Ya con la llegada de la guerra se popularizarían términos vinculados a ésta y poco empleados hasta entonces, por ejemplo, el término gudari para referirse a los combatientes nacionalistas vascos milicianos, frente a la palabra tradicional de soldatu (soldado), que en su conjunto formaron el Euzko Gudaroztea (Ejército Vasco). Por el contrario, el resto de componentes no nacionalistas vascos prefirieron definirse como milicianos, conformando tiempo después con los batallones nacionalistas vascos el Euzkadiko Gudaroztea (Ejército de Euzkadi). El euzkera solo fue preceptivo en las unidades nacionalistas vascas del Euzkadiko Gudaroztea, hasta un cierto punto en unidades con predominio de componentes castellano-parlantes, y en los demás grupos se desconocía o se hablaba a uso particular (Talón, 1988). Por último, señalar que durante la Guerra Civil apareció por primera vez el primer diario íntegro en euzkera: Eguna.

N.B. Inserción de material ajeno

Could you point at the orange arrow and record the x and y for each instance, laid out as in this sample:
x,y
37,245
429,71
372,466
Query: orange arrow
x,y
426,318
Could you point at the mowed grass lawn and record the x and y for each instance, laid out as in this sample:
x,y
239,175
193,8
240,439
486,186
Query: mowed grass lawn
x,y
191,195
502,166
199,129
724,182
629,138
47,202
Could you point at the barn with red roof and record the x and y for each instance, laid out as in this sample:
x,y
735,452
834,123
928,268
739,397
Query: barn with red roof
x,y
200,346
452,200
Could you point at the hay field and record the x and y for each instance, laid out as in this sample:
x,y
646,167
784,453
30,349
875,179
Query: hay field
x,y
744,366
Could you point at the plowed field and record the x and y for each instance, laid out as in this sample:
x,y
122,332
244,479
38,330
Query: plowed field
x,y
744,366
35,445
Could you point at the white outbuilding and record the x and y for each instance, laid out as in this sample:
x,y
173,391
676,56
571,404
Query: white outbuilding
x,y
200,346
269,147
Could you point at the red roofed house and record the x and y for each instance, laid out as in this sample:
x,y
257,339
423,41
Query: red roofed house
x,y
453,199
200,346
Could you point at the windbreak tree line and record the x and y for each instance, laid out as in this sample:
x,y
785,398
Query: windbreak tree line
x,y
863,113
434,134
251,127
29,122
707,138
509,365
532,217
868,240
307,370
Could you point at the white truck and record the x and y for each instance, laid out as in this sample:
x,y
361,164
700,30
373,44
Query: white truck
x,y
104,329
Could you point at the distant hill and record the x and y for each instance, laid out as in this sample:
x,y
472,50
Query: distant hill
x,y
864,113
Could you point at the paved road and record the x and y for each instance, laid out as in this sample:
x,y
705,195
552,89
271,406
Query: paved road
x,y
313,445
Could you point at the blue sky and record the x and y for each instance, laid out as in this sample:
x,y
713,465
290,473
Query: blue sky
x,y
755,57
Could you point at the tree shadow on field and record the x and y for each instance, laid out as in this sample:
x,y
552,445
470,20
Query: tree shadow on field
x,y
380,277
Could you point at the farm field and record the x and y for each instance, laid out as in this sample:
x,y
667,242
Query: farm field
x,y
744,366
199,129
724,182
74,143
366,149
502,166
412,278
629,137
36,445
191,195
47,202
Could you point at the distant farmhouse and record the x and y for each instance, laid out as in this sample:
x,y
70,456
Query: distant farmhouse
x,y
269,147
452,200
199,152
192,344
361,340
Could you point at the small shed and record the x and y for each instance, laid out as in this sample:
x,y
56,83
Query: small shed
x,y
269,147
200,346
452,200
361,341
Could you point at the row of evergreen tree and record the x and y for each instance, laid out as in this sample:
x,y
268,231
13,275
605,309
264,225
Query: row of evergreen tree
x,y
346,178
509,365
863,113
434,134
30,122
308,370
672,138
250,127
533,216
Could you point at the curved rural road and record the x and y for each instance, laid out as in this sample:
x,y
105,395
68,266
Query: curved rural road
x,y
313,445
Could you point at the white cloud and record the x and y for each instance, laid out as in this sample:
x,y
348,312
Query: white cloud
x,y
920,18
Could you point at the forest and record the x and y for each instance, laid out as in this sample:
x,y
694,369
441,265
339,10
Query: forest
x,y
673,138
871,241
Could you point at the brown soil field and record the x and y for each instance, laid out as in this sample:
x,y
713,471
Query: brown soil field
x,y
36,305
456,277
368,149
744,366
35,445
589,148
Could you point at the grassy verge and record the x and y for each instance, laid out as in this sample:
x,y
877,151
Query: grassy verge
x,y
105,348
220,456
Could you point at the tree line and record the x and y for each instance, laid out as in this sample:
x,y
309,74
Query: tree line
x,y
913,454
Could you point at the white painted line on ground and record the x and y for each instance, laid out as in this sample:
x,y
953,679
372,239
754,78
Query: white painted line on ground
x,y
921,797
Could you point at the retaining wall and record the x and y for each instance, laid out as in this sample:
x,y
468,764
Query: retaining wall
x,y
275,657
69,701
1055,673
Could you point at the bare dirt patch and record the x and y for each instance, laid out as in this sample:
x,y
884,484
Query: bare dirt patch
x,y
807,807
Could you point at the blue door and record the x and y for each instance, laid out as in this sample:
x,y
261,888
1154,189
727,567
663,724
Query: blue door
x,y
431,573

Lendakaritza - Presidencia. Sede del Gobierno Vasco en 1936

Lendakaritza – Presidencia
Sede del Gobierno Vasco, Bilbao 1936
Lendakari Jose Antonio Aguirre y demás autoridades
Fotografía en: http://ianasagasti.blogs.com

Desde el golpe militar del 18 de julio de 1936 hasta la constitución del Gobierno Provisional de Euzkadi, en octubre del mismo año, la utilización del euzkera en la administración fue escasa como demuestran los documentos. No será hasta la formación del Gobierno Provisional de Euzkadi, con el jeltzale José Antonio Aguirre como lendakari y consejero de defensa del mismo, cuando se impone el bilingüismo desde arriba. “El euzkera será como el castellano lengua oficial en el País Vasco, y, en consecuencia, las disposiciones oficiales de carácter general que emanen de los Poderes autónomos serán redactadas en ambos idiomas. En las relaciones con el Estado español o sus autoridades el idioma oficial será el castellano” (BOPV, 09/10/1936). Esta cooficialidad de ambos idiomas quedó regulada con las siguientes normas: la publicación y notificación en ambos idiomas de las resoluciones oficiales, reconocimiento del derecho de los vascos a elegir el idioma en su relación con la administración, la obligación de traducir al castellano los documentos redactados en vascuence cuando lo solicite un interesado o deba surtir efecto fuera, la regulación de la lengua castellana/vasca en la enseñanza y la obligación del conocimiento del euzkera por parte de los funcionarios que presten servicios en el territorio vasco (BOPV, 09/10/1936). La materialización de estos objetivos queda manifestada en la creación del Colegio Oficial de Profesores de Euzkera con el objetivo de “propagar e intensificar el uso del idioma vasco, otorgándole en la vida política y social el relieve a que, como lengua oficial de Euzkadi, es acreedor” (BOPV, 26/03/1937), la creación de la sección Lengua y Literatura Vasca en el Consejo del Departamento de Cultura (BOPV, 30/01/1937) o la inclusión de la lengua vernácula en diferentes ámbitos de la educación primaria y terciaria (BOPV, 31/01/1937; 12/10/1936; 18/11/1936).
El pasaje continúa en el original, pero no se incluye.